Secondo la scaling hypothesis, aumentando la complessità e la potenza dei modelli, potrebbero emergere capacità non previste. Molti scienziati però ritengono che l’intelligenza umana non sia solo questione di potenza di calcolo, ma derivi da fattori più profondi come la consapevolezza, l’intuizione e la creatività biologica. Ma se invece il punto di svolta fosse qualcosa che oggi non riusciamo nemmeno a concepire, un nuovo tipo di intelligenza aliena, radicalmente diversa dalla nostra, con un modo tutto suo di pensare e di vedere il mondo?

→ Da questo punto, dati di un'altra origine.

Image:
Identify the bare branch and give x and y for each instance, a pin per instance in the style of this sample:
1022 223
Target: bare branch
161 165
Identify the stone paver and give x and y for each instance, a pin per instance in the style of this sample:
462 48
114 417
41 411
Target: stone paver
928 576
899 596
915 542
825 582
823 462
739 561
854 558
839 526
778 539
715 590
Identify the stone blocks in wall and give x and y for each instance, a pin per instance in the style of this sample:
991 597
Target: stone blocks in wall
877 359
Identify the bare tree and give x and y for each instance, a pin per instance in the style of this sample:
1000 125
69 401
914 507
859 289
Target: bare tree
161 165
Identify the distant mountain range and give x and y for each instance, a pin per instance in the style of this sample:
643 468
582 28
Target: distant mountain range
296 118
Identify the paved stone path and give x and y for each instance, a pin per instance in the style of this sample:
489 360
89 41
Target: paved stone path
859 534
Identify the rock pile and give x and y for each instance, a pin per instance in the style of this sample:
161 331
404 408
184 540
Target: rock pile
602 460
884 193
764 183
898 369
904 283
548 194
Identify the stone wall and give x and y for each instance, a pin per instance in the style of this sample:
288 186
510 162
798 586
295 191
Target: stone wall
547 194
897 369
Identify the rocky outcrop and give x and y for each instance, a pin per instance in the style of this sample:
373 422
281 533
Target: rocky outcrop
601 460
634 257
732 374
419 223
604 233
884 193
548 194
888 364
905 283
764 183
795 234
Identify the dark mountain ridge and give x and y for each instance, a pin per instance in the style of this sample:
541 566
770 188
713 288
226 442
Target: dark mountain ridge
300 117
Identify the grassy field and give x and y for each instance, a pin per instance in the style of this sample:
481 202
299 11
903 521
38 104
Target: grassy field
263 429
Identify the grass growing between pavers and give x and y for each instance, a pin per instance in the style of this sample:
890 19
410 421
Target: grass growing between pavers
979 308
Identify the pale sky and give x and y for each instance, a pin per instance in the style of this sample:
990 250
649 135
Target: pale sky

Tuttavia, in ultima analisi, il vero nodo non risiede nella tecnologia in quanto tale, bensì nella nostra capacità di esercitare una governance efficace, informata e responsabile. Personalmente sono ottimista. È inevitabile che si commettano degli errori, ma continuo ad avere fiducia nel fatto che, come avvenuto nelle precedenti rivoluzioni tecnologiche, la trasformazione in atto possa portarci su nuove e migliori traiettorie di sviluppo umano e sociale. In fondo, il futuro è nelle nostre mani… o almeno, così crediamo.